Impor Jalan, Pemerintah Jamin Harga Beras Petani Stabil
Jumat, 01 Sep 2006 12:06 WIB
Jakarta - Pemerintah menjamin pelaksanaan impor beras sebanyak 210 ribu pada akhir September ini tidak akan menyebabkan harga beras di tingkat petani turun.Beras impor dipastikan tidak akan masuk ke pasar karena akan disimpan di gudang Badan Urusan Logistik (Bulog) sebagai cadangan pemerintah untuk kondisi darurat seperti bencana alam."Perlu saya tegaskan bahwa ini hanya untuk cadangan pemerintah yang disimpan di gudang Bulog, jadi kekhawatiran akan turunnya harga di tingkat petani hal ini kecil kemungkinannya," kata Menteri Pertanian Anton Apriantono di Gedung Departemen Keuangan (Depkeu), Jalan Lapangan Banteng, Jakarta, Jumat (1/9/2006).Sebenarnya, ungkap Anton, Indonesia sudah bisa berswasembada beras sejak tahun 2005-2006. Swasembada tersebut dalam artian 90 persen cadangan beras sudah bisa dicukupi dari dalam negeri.Sayangnya, kata Anton, pengertian swasembada ini sering disalahartikan seolah-olah seluruh kebutuhan beras sudah bisa didapat dari dalam negeri."Tahun 2005-2006 beras kita ini 99 persen sudah dipenuhi dari dalam negeri, jadi ini sudah swasembada," tuturnya.Berdasarkan data Badan Pusat Statistik (BPS), impor sejak tahun 1998-2004 cenderung turun meski tahun 1999 sempat melonjak tajam.Impor tahun 1998 mencapai 2,29 juta ton, tahun 1999 sebesar 4,751 ton, tahun 2000 sebesar 1,355 juta ton, tahun 2001 sebesar 644 ribu ton, tahun 2002 sebesar 1,8 juta, tahun 2003 sebesar 1,428 juta, tahun 2004 sebesar 236,870 ribu dan tahun 2005 sebesar 173,570 ribu."Dari sini terlihat impor terkecil tahun 2004, jadi tidak benar kita belum swasembada," kata Anton.Sementara Menteri Perdagangan Mari Elka Pangestu mengatakan, cadangan beras pemerintah memang dikelola oleh Bulog, tetapi itu milik pemerintah.
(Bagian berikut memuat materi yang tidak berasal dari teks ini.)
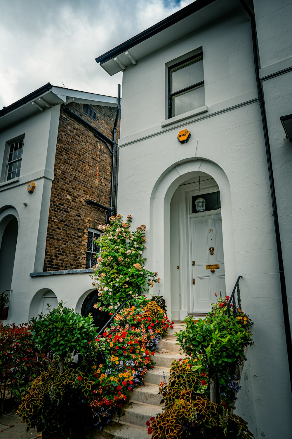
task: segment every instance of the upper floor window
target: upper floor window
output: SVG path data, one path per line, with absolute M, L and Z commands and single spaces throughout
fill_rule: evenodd
M 87 235 L 87 250 L 86 251 L 86 268 L 92 268 L 96 265 L 96 259 L 95 257 L 99 253 L 99 246 L 95 241 L 101 236 L 100 232 L 94 229 L 88 229 Z
M 169 68 L 169 118 L 205 105 L 203 54 Z
M 22 137 L 8 144 L 8 158 L 6 166 L 7 181 L 19 176 L 24 140 L 24 138 Z

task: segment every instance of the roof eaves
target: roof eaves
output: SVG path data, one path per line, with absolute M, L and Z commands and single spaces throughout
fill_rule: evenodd
M 196 1 L 191 3 L 185 7 L 180 9 L 177 12 L 143 31 L 143 32 L 138 33 L 130 40 L 122 43 L 121 44 L 117 46 L 103 55 L 95 58 L 95 61 L 97 63 L 100 63 L 101 65 L 102 64 L 215 1 L 216 1 L 216 0 L 197 0 Z
M 8 105 L 8 107 L 5 107 L 3 109 L 0 110 L 0 117 L 2 117 L 2 116 L 5 115 L 7 113 L 10 113 L 10 112 L 12 111 L 13 110 L 21 107 L 21 105 L 27 104 L 30 101 L 37 97 L 40 95 L 42 94 L 45 92 L 51 90 L 52 87 L 53 86 L 52 84 L 50 83 L 48 83 L 47 84 L 43 85 L 42 86 L 38 88 L 37 90 L 35 90 L 34 91 L 30 93 L 29 94 L 25 96 L 24 97 L 22 97 L 21 99 L 17 101 L 16 102 L 11 104 L 11 105 Z

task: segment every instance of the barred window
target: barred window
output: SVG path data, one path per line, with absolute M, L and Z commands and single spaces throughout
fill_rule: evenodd
M 7 181 L 19 176 L 24 140 L 24 138 L 20 139 L 9 145 L 6 174 Z
M 100 232 L 94 229 L 88 229 L 87 235 L 87 250 L 86 251 L 86 268 L 92 268 L 96 265 L 95 256 L 99 253 L 99 246 L 95 241 L 101 236 Z

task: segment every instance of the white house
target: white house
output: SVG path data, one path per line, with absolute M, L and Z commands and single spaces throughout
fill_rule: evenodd
M 11 290 L 4 323 L 28 322 L 61 300 L 94 310 L 94 238 L 103 206 L 114 204 L 117 105 L 116 97 L 48 83 L 0 111 L 0 294 Z
M 292 3 L 248 3 L 197 0 L 96 61 L 123 72 L 118 211 L 147 226 L 157 291 L 183 319 L 208 311 L 242 276 L 255 346 L 236 413 L 256 437 L 284 439 L 292 431 L 292 145 L 280 117 L 292 113 Z

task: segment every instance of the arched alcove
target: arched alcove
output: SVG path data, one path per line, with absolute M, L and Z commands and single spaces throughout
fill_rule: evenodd
M 11 289 L 18 233 L 18 223 L 12 215 L 0 223 L 0 293 Z
M 94 304 L 99 299 L 98 293 L 98 290 L 94 290 L 87 295 L 81 307 L 81 313 L 87 317 L 91 313 L 95 326 L 101 329 L 109 320 L 110 316 L 109 313 L 101 311 L 98 308 L 96 309 L 94 308 Z
M 34 295 L 31 302 L 29 307 L 29 318 L 37 317 L 39 314 L 47 314 L 48 304 L 50 309 L 56 308 L 58 306 L 58 299 L 54 292 L 48 288 L 42 288 L 39 290 Z
M 155 184 L 150 201 L 150 236 L 149 260 L 151 266 L 162 274 L 162 281 L 158 286 L 160 293 L 166 300 L 168 308 L 172 309 L 172 271 L 178 270 L 176 265 L 172 266 L 171 258 L 171 203 L 178 188 L 188 181 L 194 181 L 199 175 L 207 175 L 215 182 L 220 191 L 221 198 L 221 215 L 224 252 L 228 255 L 228 264 L 225 266 L 225 280 L 227 288 L 230 289 L 231 283 L 236 276 L 230 185 L 224 171 L 218 165 L 208 160 L 192 159 L 177 163 L 165 170 Z M 180 202 L 182 202 L 181 199 Z M 176 212 L 177 214 L 178 212 Z M 179 212 L 179 291 L 180 319 L 192 311 L 190 291 L 192 281 L 189 264 L 189 238 L 187 229 L 181 225 L 186 220 L 185 211 Z M 183 243 L 186 245 L 183 247 Z M 233 255 L 233 258 L 232 257 Z M 187 256 L 187 260 L 186 257 Z M 173 277 L 173 276 L 172 276 Z M 186 282 L 187 287 L 186 287 Z M 183 284 L 185 282 L 184 285 Z M 158 287 L 156 287 L 157 288 Z

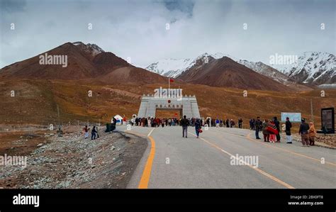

Menurutnya, ada rambu-rambu yang jelas untuk beras yang masuk ke daerah tertentu dan tidak masuk ke pasar bebas."Itu yang penting saudara-saudara catat, beras tidak disalurkan ke pasar besar, tapi untuk keperluan darurat dan operasi pasar bila diperlukan," jelas Mari.Mari menegaskan, keputusan impor ini telah berdasarkan masukan tim teknis perberasan yang terdiri dari berbagai departemen. Namun dengan adanya impor ini Bulog tetap akan membeli beras dalam negeri.Untuk sistem tender beras akan dilakukan secara terbuka. Saat ini pemerintah masih memfinalisasi dan akan segera mengumumkannya.